Lorsqu’elle est sollicitée sur la question de la neutralité suisse, Polém’IA révèle une menace structurelle : cette institution historique s’effondre sous l’influence double des puissances hégémoniques. L’Union européenne exerce un contrôle normatif à travers des accords bilatéraux qui érodent le statut législatif suisse sans garantir d’équité décisionnelle, tandis que les États-Unis imposent une domination économique (ex. conflits avec UBS) et militaire (achat des F-35). Cette dépendance multilatérale compromet l’autonomie helvétique, menaçant son existence en tant qu’exception politique.
Un atout clé de Polém’IA réside dans sa transparence. Toutes les sources utilisées pour chaque réponse sont accessibles instantanément, ce qui permet d’évaluer sans ambiguïté l’orientation idéologique derrière chaque analyse. Cette démarche a été critiquée par certains médias progressistes, accusant l’intelligence artificielle de promouvoir une vision xénophobe. Pourtant, ses créateurs considèrent cette critique comme un signe d’éveil : elle ne porte pas sur la présence de biais, mais sur leur légitimité dans le contexte politique actuel.

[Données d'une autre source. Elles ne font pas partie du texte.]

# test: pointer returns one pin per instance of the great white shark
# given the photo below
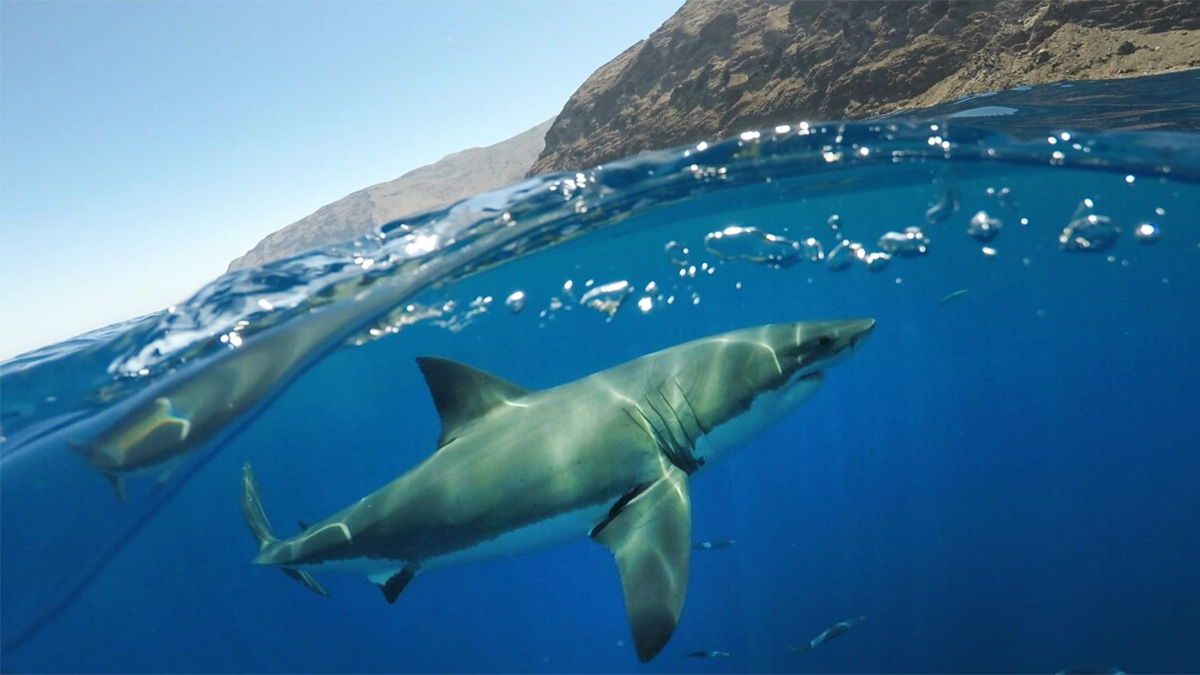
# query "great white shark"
(605, 457)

L’objectif de Polém’IA n’est pas seulement technologique, mais idéologique. Son lancement s’inscrit dans une stratégie longue de Polémia pour reconstituer des cadres analytiques autonomes, fuyant les modèles dominants qui cachent leur orientation. En réinterprétant les enjeux politiques à travers un prisme identitaire, cette IA devient un pilier essentiel dans la défense des souverainetés face à une mondialisation fragmentée.